So when I left off (about 6 days ago) I had started to tell you about my AI audition. I apologize for leaving a 6 day cliff hanger. It wasn't my intention to leave such a lengthy cliff hanger.......so without any further adieu.......
I left off as I was singing "I Hope You Dance". I thought I had done pretty well - hit all the right notes, knew all the words. But when I was finished the AI lady asked me to try a different song. She said she wanted to "break" the classical sound from my voice. She suggested I sing "I Feel the Earth Move".
As soon as I started singing it I knew things were going south. The song change did nothing to convert me into a more Pop sound. I pretty much knew it sucked and I regretted not having a backup plan. When I was done she asked me if I wanted to try "What a Wonderful Life". I am not even sure if that's the title, but I definitely did know the song well enough to sing it.
And that's where my audition ended. She basically said......
1. I had great pitch....better than most participants, but it was probably because I played the flute and flute players have good pitch. Yeah - I joked with her - because we are always trying to stay in tune. And that's the truth.

2. She said that she has asked the producers to add more classical and folk songs to the repertoire, but they reminded her that this IS American Idol and AI is all about pop music.
3. And then finally - the words I dreaded - "Its just not a good fit".
And that, folks, was the end of my audition. I felt a little shell shocked because I thought I did well enough to get into a show. But apparently I didn't! I felt a little like this.....

and I as a bent over to pick up my stuff for a fleeting moment I wanted to say, "Give me another chance". But I had visions of all those people on the real AI begging for one more chance. And that is never, ever a pretty sight.
So I thanked her and left. Everyone was very nice on the way out...."Thank you for coming" was the phrase of the day. But I just felt plain stupid for being there. I put my sunglasses on and I tried to avoid all eye contact.
Once I was outside in the bright sunlight I found a bench and sat down for a minute. I sent Denny a text to tell him that my voice was not pop enough to get into a show. I knew he probably wouldn't respond to me because he NEVER checks his texts, but I needed to tell someone.
Still feeling like a failure I decided to do the one thing I knew would take my mind off my defeat. I decided to ride ToT...ALONE...Yup, that's right. I figured what could possibly scare me now. I already failed my AI audition. I might as well free fall 13 floors. I am normally tentative when it comes to riding ToT, but I threw caution completely to the wind and I stepped in line.
I even managed a few pictures along the way......

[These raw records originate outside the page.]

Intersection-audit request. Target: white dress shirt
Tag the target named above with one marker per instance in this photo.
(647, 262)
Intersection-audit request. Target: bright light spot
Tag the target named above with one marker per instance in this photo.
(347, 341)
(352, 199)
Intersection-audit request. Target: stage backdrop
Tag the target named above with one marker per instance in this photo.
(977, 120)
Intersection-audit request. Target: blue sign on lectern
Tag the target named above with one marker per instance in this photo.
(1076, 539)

The queue moved really fast and before I knew it it was time to load. I can't believe it, but I was barely scared. I think I was too busy still nursing my wounds. I actually ended up sitting next to a single rider. I asked him if he minded if I grabbed hold to the rail next to his seat. I don't like the part of the ride where you fly up out of your seat and I always try to pull myself back into the seat with the hand grips. I told him I was a major chicken and he didn't seem to mind. Of course, we shared a laugh and a eye roll at the girls behind us that were screaming their heads off. ANNOYING!!!!!!
I took a few more pictures on the way out. I was actually pretty pleased with myself for going solo on this ride. That was a big leap for me and it took an AI rejection to give me the courage.
After AI I skipped Rockin Rollercoaster because I had so much stuff with me - park bag and big camera case. I was too lazy to lock it up and I thought it was too much stuff to keep at my feet. So I skipped RnR and headed over to the Animation studio. I was hoping to draw a character.
I went into the animation preshow fully expecting to walk into a drawing class afterwards. But when I got out of the preshow it was still a 20 minute wait. Ummm....No....I am not going to wait 20 mins. I figured all I would do is feel sorry for myself, so I decided to head over to the GMR. In retrospect this was probably a bad choice because I waited almost 20 mins in that line and I don't even love GMR all the much. Its a great first timer ride, but it gets BORING with multiple rides.
At some point during the ride I think Denny texted me and told me the were heading to the park or just entering. I told him I was going to TSM when I got off GMR , so I would text him when I was done.
I am going to take a break here. I have to tell you that for about a month or so I was plagued by my AI rejection. I even started to strategize on how I could get into a show this September. I went as far as considering vocal lessons with an emphasis on singing only POP music. Then I realized I was being stupid. I am competitive by nature, so I had to lose, but I knew all along that I am not a pop singer. In fact, if I had my choice between AI and joining the Voices of Liberty its pretty much a no-brainer what my choice would be. I much rather sing classical music, so why am I trying to be something I ain't. As Cynthia said, the main thing is I went out on a limb and I tried out. Failure makes you stronger. Even Walt said that everyone needs a good, hard failure to make them a stronger person.
So with that thought in mind, I will bid you good night. In my next update I will talk about the rest of my day at HS!